One step closer to automation and end of human forecasting?

Weather forecasters could find themselves pushed out of a job by an artificial intelligence system designed to write clearer, less ambiguous reports.

Computer scientists at the University of Aberdeen, UK, were asked to generate an \"artificial weatherperson\" by operators of offshore oil rigs, who wanted more clarity in their forecasts. The vocabulary used by different forecasters can be vague and highly variable, says Ehud Reiter, who led the Aberdeen team.

To remove such uncertainties, the team programmed a natural language generation (NLG) software package to transform data on the forecast weather into an unambiguous written bulletin (Artificial Intelligence, vol 167, p 137).

Similar systems could be used to clarify the medical notes of hospital critical care beds to prevent the phrases used to describe a patient's condition being misinterpreted.

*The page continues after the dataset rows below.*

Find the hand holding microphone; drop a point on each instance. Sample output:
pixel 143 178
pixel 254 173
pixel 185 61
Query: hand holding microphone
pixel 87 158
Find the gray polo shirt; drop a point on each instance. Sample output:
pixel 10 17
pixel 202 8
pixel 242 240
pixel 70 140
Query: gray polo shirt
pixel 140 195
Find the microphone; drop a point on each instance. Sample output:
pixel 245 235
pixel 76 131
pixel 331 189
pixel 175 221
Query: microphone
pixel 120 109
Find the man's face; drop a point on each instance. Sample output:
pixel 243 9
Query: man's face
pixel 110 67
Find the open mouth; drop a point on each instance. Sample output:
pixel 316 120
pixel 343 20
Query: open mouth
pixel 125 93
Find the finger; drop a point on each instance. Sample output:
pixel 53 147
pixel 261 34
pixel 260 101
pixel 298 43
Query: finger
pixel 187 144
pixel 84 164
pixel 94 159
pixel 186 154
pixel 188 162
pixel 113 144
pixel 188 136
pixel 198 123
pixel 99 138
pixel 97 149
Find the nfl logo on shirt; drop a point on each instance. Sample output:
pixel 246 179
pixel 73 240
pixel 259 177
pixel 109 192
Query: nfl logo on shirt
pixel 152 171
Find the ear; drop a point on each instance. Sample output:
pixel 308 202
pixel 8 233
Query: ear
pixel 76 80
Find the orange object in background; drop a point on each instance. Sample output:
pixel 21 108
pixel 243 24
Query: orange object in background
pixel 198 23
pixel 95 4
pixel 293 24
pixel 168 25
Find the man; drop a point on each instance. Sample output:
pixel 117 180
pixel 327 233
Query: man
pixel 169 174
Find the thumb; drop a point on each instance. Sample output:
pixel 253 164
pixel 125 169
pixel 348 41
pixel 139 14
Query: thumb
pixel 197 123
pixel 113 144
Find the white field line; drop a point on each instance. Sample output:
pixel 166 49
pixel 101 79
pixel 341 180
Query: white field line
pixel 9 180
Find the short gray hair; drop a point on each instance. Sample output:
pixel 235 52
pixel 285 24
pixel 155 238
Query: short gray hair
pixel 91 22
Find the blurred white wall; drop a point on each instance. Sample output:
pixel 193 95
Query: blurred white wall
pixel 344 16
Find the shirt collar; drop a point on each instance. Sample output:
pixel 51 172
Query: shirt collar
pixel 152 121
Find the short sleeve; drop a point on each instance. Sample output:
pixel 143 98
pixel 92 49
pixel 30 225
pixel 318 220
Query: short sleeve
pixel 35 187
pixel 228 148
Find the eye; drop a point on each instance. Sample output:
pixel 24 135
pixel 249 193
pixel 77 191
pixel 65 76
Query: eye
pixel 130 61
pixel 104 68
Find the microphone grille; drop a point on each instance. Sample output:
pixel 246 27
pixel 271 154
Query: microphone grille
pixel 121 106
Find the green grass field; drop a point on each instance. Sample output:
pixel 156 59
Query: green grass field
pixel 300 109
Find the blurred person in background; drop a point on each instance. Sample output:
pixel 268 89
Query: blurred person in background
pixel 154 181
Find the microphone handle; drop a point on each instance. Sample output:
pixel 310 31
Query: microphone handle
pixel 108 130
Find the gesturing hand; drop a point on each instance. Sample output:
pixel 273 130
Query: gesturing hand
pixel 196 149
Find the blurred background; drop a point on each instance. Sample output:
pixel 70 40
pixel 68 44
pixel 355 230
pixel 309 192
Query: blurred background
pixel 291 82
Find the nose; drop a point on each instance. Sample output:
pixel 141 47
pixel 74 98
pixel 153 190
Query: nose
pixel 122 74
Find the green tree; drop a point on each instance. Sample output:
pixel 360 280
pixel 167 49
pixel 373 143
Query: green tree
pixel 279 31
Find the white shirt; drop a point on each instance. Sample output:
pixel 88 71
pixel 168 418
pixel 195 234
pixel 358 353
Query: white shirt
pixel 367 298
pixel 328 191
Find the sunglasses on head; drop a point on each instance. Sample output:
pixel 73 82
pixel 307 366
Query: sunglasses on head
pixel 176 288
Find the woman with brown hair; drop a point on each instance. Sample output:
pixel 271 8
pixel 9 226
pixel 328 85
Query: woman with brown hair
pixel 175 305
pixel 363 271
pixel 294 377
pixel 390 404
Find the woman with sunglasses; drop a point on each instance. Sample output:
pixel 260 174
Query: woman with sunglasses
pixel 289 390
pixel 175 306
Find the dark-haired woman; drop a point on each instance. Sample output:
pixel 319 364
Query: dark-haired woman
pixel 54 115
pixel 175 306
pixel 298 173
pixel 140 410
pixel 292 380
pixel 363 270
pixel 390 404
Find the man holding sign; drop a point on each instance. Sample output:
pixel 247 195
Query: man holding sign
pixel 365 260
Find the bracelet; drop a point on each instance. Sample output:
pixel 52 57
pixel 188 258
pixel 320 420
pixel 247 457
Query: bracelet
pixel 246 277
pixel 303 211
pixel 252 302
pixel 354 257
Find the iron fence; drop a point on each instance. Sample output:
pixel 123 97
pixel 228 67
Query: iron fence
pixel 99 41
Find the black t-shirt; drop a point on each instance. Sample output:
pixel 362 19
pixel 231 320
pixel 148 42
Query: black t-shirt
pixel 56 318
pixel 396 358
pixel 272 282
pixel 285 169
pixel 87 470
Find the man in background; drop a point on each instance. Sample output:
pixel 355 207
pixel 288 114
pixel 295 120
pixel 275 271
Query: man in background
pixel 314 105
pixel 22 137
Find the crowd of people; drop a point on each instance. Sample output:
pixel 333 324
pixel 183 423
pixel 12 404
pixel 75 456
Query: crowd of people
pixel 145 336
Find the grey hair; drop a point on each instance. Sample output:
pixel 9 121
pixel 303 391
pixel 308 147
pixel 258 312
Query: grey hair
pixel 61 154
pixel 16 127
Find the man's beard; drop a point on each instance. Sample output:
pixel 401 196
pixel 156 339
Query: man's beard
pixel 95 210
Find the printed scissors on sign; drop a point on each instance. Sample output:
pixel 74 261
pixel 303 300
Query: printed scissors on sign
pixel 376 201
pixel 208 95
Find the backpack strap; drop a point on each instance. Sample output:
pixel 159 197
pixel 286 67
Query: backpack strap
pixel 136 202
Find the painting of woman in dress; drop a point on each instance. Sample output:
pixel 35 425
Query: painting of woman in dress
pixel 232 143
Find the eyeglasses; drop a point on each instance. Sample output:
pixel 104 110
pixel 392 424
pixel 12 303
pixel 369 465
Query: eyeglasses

New Scientist, 28 September 2005
 
I don't like the idea..now think of all the people who would lose there jobs...oh well, if it did happen it wouldn't ben any time soon.
 
This is a project to convert the forecasts into a standardized text format... Nobody loses a job here, the forecast itself is still made by a human.
 
I posted it as another step closer to automation in the vein of increasing momentum towards automation with inevitable technological advancement coupled with political and funding realities. That is where things are headed, to be sure. This system/project itself will not replace anyone. It does, however, generate actual forecasts (which are preferred by end users to human forecasts) from NWP data. In practical use, given the liimtations of NWP model output, it does use human adjusted forecasts as inputs to generate a more accurate, linguistically-standardized and clear output --though it can ran by itself, too, and still performed very well. Again, it's another step; I post it as something to ponder.